To the editor:
Imagine that you have to drop everything, under the pressures of COVID-19, to hire attorneys, rally the neighborhood and fight Verizon and the city of Pittsfield. Imagine also, being on lockdown while you watch Verizon build a massive, possibly illegally permitted tower, right over your home.
I was given a tour of this cell tower site on a wooded mountaintop. Courtney Gilardi has spearheaded the neighborhood information campaign. Gilardi took on this job because she was shocked and horrified at the sudden start of the construction project. She realized that she and her neighbors had not been alerted by the Pittsfield planning department with the usual letters and meetings. Bureaucrats need to answer the question: “What changed?”
The group of nearby residents have been scrambling to stop work on the tower until they, at least, have a chance to voice their concerns. Neighbors say they saw flatbed trucks and concrete mixers going up and down their tiny road, and that was how they learned of the Verizon tower. It appears that this project was pushed through in the darkness of a quarantined night.
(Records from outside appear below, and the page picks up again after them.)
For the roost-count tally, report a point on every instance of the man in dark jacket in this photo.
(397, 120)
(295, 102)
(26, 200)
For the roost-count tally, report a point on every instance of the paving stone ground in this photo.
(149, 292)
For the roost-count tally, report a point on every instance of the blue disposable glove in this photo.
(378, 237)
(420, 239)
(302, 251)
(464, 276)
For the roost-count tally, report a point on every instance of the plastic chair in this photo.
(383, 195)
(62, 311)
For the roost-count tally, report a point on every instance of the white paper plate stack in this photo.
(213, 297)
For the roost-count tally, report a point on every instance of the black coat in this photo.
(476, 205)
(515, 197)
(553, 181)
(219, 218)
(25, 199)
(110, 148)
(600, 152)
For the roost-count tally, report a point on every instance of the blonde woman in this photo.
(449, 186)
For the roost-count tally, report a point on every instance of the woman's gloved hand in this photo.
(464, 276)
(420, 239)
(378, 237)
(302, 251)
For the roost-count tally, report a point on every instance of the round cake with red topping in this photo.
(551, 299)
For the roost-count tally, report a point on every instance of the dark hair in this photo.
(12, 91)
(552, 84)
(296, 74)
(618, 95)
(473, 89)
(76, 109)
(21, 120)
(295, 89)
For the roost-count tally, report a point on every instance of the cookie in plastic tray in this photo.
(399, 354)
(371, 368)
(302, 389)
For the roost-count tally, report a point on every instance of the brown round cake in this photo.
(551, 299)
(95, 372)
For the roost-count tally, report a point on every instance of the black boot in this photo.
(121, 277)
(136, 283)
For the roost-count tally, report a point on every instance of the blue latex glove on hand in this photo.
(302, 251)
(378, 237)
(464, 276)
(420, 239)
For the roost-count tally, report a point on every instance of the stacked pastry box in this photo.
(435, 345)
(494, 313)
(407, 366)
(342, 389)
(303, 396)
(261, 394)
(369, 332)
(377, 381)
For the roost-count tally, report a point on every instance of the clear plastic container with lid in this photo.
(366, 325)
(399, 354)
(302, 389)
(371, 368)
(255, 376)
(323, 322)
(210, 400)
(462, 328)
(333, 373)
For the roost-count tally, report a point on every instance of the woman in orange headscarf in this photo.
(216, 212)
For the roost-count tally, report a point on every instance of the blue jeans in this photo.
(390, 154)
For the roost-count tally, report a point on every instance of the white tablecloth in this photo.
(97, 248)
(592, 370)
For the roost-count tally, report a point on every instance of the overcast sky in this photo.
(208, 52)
Local elected leaders were also blindsided by the project. Ward 4 City Councilor Chris Connell and Rep. Tricia Farley-Bouvier had not been informed about the construction project and were in disbelief when they received a call from Gilardi notifying them of the work. The representatives are pressing for a review of the permitting steps taken by Pittsfield planning agencies.
Banding together, residents quickly hired an attorney, had a hearing and are awaiting a decision regarding a stop work order and the time for the required community meeting and notifications. Yet, the work has continued throughout the legal proceedings.
While leaders are distracted with COVID-19 issues, the tower base appears to be finished and the tower is ready to be erected. Although the tower can be dismantled, we all need to know what went wrong in the approval process. This lapse must be explained and corrected.
Residents of Pittsfield: do we accept sky-high corporate projects even when it covertly tramples the wishes and health-concerns of impacted neighbors? And do we accept a planning department that does not fulfill its responsibility effectively?